Das Bundeskartellamt hat im zweiten Teil des Schienenkartell-Verfahrens gegen acht Unternehmen knapp 100 Millionen Euro Bußgeld verhängt. Damit würden Absprachen zulasten von Nahverkehrsunternehmen, von Privat-, Regional- und Industriebahnen sowie von Bauunternehmen geahndet, erklärte der Präsident des Bundeskartellamtes, Andreas Mundt. Um Absprachen zulasten der Deutschen Bahn sei es in diesem Teil des Verfahrens nicht mehr gegangen.
Den größten Anteil in Höhe von 88 Millionen Euro muss ThyssenKrupp berappen, wie die Behörde mitteilte. Die österreichische Voestalpine muss 6,4 Millionen Euro zahlen, die Braunschweiger Firma Schreck-Mieves zwei Millionen Euro. Fünf weitere Unternehmen der Eisenbahn- und Gleistechnik erhielten Bußgeldbescheide in Höhe von insgesamt 1,24 Millionen Euro. Die Ermittlungen gegen ein weiteres Unternehmen dauern laut Bundeskartellamt noch an. Die verhängten Geldbußen sind noch nicht rechtskräftig. Es kann Einspruch eingelegt werden
Die Firmen sollen in den vergangenen drei Jahrzehnten zusammen mit weiteren Lieferanten die Preise für Schienen und Weichen heimlich abgesprochen haben - und so neben der Deutschen Bahn auch viele kommunale Verkehrsbetriebe um viel Geld erleichtert haben. Das Kartell hat offenbar überall zugeschlagen, wo Schienen in größeren Mengen gekauft werden. Ermittlungsunterlagen zufolge sogar bei den Harzer Schmalspurbahnen (HSB), die auf einem Streckennetz von 140 Kilometern Züge mit Dampf- und Dieselloks fahren lassen, teils als Touristenattraktion bis auf den Brocken.

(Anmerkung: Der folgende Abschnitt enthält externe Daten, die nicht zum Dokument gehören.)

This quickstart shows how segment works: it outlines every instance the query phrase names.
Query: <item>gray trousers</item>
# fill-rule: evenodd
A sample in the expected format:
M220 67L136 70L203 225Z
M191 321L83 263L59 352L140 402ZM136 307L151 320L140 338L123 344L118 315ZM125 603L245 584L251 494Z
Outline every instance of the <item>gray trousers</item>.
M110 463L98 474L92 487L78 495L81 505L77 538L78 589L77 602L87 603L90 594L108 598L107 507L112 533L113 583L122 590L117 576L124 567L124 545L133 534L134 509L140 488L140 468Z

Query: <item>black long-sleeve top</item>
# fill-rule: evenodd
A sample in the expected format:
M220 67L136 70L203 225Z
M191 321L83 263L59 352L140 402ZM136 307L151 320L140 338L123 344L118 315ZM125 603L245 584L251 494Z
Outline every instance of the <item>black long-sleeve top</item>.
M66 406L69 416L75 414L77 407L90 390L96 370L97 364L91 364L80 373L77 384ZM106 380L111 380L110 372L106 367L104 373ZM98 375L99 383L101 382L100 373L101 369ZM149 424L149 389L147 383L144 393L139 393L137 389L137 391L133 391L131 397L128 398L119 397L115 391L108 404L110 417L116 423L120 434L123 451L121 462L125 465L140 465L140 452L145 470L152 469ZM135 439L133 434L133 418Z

"Die Absprachen zielten darauf ab, Ausschreibungen beziehungsweise Projekte unter den Kartellbeteiligten aufzuteilen", sagte Kartellamtspräsident Mundt. In weit mehr als 100 Fällen sollen kommunale Nahverkehrsgesellschaften aus ganz Deutschland Opfer des Kartells gewesen sein.
Deutsche Bahn fordert Hunderte Millionen
Neben den kommunalen Verkehrsbetrieben macht vor allem die Deutsche Bahn noch Millionenansprüche gegenüber den Kartellmitgliedern geltend. In einem ersten Verfahren hatte das Kartellamt Bußgelder über insgesamt 124,5 Millionen Euro verhängt, wovon ThyssenKrupp mit etwa 100 Millionen Euro den größten Teil zahlen muss. Insgesamt will die Bahn bis zu 850 Millionen Euro eintreiben. Auf Thyssen-Krupp würden voraussichtlich etwa 400 Millionen Euro entfallen, da der Stahlkonzern mehr als die Hälfte der überteuerten Schienen geliefert haben soll.
Thyssen-Krupp ist nach Verlusten in Milliardenhöhe bei zwei Stahlwerken in Brasilien und den USA finanziell angeschlagen. Zuletzt verschärfte der Konzern sein Sparprogramm und kündigte an, 3000 Stellen in der Verwaltung zu streichen, etwa die Hälfte davon in Deutschland. Bis 2014/2015 will das Unternehmen weitere zwei Milliarden Euro einsparen.